This will capture the customers typical payment behavior providing a sense of "reliablility of payee".

In [None]:
PP = (df['PAY_AMT1'] + df['PAY_AMT2'] + \
                    df['PAY_AMT3'] + df['PAY_AMT4'] + \
                    df['PAY_AMT5'] + df['PAY_AMT6']) / \
            (df['BILL_AMT1'] + df['BILL_AMT2'] + \
                    df['BILL_AMT4'] + df['BILL_AMT3'] + \
                    df['BILL_AMT5'] + df['BILL_AMT6'])

df_PP = pd.DataFrame(data=PP, columns=["PP"])

# Correct outliers.
df_PP.loc[(df_PP.PP > 1), 'PP']=1
df_PP.loc[(df_PP.PP < 0), 'PP']=0

# Correct divide by zero error. Indicates that they are paying, but not being billed.
df_PP = df_PP.fillna(1)
df_PP.head()

### AVG_BILL_CL
Ratio of a customers average Bill amount per month and normalized by their Credit Limit.

##### Why?
This will capture how much of their credit limit each customer spends per month. This will allow us to see if the customer is spending most of the spending limit or not.

In [None]:
# Ratio of a customers average Bill amount per month and their Credit Limit.
AVG_BILL_CL = ((df['BILL_AMT1'] + \
                df['BILL_AMT2'] + \
                df['BILL_AMT3'] + \
                df['BILL_AMT4'] + \
                df['BILL_AMT5'] + \
                df['BILL_AMT6']) / 6) / \
                df['LIMIT_BAL']

# Create dataframe.
df_AVG_BILL_CL = pd.DataFrame(data=AVG_BILL_CL, columns=["AVG_BILL_CL"])
df_AVG_BILL_CL.head()

### AVG_PAY_CL
Ratio of a customers average Payment amount per month normalized by their Credit Limit.

##### Why?
This will capture how much of their credit limit each customer pays per month. This will allow us to see if the customer is able to pay their credit limit or not.

In [None]:
# Ratio of a customers average Payment amount per month and their Credit Limit.

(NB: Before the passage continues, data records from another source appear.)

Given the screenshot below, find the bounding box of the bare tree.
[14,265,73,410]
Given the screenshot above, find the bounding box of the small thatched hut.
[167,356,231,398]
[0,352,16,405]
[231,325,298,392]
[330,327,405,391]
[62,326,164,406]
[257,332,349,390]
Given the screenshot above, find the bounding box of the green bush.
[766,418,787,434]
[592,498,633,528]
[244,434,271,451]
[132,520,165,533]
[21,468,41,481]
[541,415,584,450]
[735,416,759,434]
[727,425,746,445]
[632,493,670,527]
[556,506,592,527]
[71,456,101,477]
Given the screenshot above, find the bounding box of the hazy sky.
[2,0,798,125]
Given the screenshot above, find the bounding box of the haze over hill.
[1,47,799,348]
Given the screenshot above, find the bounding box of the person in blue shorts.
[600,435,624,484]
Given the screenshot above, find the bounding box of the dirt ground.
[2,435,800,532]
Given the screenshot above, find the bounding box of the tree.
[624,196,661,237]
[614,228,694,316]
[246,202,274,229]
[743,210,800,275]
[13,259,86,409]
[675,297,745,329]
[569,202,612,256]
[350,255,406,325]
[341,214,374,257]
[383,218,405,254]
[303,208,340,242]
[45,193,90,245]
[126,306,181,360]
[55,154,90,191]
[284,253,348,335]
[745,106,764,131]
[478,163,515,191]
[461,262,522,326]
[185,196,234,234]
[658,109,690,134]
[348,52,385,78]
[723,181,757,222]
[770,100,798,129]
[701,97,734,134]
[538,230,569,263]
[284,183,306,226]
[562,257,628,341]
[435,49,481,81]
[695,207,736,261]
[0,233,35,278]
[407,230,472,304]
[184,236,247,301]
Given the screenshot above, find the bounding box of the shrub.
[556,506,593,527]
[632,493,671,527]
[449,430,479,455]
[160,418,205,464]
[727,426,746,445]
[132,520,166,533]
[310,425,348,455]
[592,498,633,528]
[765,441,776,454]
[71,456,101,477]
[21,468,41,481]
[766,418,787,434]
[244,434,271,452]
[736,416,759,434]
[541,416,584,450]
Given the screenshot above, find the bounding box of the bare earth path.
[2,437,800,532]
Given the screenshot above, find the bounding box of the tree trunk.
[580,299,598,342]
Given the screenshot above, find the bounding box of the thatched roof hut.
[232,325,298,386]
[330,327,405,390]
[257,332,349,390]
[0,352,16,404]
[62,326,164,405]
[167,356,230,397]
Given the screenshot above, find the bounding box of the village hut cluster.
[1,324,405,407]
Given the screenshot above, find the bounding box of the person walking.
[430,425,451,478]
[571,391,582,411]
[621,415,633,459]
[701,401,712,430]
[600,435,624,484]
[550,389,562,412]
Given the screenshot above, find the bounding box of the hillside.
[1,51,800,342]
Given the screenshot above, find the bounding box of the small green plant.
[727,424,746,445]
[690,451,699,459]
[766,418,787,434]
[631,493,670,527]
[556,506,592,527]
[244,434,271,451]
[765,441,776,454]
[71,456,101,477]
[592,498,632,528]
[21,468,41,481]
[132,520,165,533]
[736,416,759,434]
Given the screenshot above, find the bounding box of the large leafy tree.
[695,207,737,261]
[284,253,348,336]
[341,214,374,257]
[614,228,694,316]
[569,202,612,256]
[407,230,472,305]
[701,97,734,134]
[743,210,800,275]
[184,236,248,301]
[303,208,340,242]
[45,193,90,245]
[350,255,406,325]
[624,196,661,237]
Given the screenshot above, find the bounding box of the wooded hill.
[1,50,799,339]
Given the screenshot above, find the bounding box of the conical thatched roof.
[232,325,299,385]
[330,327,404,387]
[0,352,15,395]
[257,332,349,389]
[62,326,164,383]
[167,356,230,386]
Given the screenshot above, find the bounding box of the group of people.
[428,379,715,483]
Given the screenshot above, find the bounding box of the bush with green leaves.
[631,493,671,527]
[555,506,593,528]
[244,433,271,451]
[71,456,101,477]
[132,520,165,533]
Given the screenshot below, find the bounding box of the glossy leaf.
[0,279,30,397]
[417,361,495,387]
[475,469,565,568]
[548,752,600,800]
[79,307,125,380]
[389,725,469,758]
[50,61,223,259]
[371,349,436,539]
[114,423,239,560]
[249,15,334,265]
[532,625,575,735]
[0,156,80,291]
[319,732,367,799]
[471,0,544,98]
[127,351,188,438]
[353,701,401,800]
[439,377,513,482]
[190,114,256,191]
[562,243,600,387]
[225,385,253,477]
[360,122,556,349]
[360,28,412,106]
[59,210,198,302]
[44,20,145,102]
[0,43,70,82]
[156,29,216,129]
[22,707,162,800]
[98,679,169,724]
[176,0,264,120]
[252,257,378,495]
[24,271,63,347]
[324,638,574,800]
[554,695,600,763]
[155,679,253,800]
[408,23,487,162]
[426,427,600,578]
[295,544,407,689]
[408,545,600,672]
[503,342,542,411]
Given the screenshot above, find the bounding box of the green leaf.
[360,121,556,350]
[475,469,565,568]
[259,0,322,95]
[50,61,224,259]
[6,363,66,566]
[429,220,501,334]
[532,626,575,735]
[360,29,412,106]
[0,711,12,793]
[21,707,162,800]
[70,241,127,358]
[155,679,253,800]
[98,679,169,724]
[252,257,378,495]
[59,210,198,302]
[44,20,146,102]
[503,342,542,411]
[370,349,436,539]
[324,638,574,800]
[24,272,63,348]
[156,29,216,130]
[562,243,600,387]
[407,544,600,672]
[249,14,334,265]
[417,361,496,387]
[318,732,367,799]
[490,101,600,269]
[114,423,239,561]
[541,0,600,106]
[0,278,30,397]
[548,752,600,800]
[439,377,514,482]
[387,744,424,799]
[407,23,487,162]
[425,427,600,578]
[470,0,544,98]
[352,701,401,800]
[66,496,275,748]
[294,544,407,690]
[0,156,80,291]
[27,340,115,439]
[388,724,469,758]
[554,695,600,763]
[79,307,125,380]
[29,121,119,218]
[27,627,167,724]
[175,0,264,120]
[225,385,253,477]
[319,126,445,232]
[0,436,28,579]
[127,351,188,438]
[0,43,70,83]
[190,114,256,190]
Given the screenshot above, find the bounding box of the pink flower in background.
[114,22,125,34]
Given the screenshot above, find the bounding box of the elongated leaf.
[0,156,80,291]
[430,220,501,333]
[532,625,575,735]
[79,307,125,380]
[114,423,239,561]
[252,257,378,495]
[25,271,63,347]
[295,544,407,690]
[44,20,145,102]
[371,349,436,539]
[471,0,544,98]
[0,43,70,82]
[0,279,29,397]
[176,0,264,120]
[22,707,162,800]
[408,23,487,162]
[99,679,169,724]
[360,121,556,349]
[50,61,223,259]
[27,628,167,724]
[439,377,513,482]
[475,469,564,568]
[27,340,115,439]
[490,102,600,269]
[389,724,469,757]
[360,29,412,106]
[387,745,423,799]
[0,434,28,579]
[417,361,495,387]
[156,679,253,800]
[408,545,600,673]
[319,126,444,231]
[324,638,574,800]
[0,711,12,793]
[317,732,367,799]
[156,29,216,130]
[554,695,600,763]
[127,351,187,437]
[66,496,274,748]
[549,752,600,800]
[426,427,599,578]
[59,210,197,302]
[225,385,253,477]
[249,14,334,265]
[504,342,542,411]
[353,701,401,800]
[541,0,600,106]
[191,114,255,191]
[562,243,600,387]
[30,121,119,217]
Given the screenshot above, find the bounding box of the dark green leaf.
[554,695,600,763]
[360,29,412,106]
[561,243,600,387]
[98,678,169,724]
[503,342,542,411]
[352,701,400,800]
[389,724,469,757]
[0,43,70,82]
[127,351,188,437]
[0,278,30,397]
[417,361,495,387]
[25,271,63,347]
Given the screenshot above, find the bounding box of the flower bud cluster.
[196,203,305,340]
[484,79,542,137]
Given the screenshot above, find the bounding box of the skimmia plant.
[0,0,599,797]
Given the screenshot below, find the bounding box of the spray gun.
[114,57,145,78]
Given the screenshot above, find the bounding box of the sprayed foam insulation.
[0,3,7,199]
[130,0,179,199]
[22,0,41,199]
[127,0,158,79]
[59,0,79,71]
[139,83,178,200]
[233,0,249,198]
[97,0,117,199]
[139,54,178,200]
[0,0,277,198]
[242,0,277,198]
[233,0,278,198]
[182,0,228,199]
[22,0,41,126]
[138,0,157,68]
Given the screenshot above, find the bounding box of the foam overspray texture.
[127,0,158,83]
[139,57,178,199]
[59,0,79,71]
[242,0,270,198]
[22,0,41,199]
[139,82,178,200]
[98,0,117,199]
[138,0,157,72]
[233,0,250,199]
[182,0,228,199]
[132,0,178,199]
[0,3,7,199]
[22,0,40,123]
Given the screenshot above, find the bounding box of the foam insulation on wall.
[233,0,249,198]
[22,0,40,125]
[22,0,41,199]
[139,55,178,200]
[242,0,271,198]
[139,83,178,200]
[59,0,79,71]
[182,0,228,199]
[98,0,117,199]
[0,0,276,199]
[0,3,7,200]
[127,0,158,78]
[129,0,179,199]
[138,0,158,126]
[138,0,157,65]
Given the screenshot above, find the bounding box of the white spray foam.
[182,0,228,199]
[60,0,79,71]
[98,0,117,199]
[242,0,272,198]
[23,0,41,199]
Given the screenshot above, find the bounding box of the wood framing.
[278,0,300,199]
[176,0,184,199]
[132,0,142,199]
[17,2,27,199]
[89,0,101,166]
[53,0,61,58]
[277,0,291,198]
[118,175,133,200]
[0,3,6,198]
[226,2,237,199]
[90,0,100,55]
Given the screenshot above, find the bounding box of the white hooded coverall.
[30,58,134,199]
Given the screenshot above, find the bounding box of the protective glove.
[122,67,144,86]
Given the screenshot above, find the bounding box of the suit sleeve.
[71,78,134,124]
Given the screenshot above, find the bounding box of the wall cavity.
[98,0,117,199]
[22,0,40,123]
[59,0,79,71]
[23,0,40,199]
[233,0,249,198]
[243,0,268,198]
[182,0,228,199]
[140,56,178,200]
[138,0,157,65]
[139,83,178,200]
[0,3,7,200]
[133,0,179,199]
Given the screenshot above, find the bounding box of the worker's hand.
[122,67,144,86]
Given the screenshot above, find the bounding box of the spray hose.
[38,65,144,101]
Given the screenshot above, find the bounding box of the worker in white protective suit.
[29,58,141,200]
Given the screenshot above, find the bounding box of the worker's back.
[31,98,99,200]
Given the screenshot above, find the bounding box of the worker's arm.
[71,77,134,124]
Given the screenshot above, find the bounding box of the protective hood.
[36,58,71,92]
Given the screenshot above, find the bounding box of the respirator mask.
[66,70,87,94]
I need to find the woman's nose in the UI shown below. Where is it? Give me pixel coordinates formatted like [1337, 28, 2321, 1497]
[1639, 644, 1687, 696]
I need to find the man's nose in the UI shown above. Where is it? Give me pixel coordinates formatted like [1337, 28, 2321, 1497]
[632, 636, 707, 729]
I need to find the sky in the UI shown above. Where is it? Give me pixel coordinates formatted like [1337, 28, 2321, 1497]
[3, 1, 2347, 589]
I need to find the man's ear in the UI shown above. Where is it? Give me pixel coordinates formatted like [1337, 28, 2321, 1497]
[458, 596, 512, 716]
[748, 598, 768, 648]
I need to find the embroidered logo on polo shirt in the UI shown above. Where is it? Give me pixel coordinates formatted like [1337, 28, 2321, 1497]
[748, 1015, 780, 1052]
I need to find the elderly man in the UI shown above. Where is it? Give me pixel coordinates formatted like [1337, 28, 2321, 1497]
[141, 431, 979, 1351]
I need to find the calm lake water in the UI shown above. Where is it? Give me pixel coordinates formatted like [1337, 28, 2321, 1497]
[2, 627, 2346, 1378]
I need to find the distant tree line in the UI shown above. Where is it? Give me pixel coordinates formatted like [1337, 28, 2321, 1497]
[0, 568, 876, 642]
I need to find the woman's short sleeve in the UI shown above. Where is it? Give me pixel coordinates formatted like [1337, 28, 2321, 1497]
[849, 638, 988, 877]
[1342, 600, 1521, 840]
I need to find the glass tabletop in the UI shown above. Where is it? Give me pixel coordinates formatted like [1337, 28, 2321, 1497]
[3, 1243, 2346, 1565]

AVG_PAY_CL = ((df['PAY_AMT1'] + \
               df['PAY_AMT2'] + \
               df['PAY_AMT3'] + \
               df['PAY_AMT4'] + \
               df['PAY_AMT5'] + \
               df['PAY_AMT6']) / 6) / \
               df['LIMIT_BAL']

# Create dataframe.
df_AVG_PAY_CL = pd.DataFrame(data=AVG_PAY_CL, columns=["AVG_PAY_CL"])
df_AVG_PAY_CL.head()

### NUM_DELAYS
Number of times a customer delay their bill payment. 

##### Why?
This will quantify a customers willingness to pay on time. This feature tells us how many times a customer didn't exhibit perfect behaivor in the past.

In [None]:
NUM_DELAYS = df.apply(lambda row: \
                        (1 if row.PAY_0 > 0 else 0) + \
                        (1 if row.PAY_2 > 0 else 0) + \
                        (1 if row.PAY_3 > 0 else 0) + \
                        (1 if row.PAY_4 > 0 else 0) + \
                        (1 if row.PAY_5 > 0 else 0) + \
                        (1 if row.PAY_6 > 0 else 0) \
                    , axis=1)

# Create dataframe.
df_NUM_DELAYS = pd.DataFrame(data=NUM_DELAYS, columns=["NUM_DELAYS"])
df_NUM_DELAYS.head()

## Exploring NUM_DELAYS and its predictive power.

In [None]:
import seaborn as sns
import matplotlib.pyplot as plt

df_NUM_DELAYS_TARGET = pd.concat([df['default.payment.next.month'],df_NUM_DELAYS], axis=1)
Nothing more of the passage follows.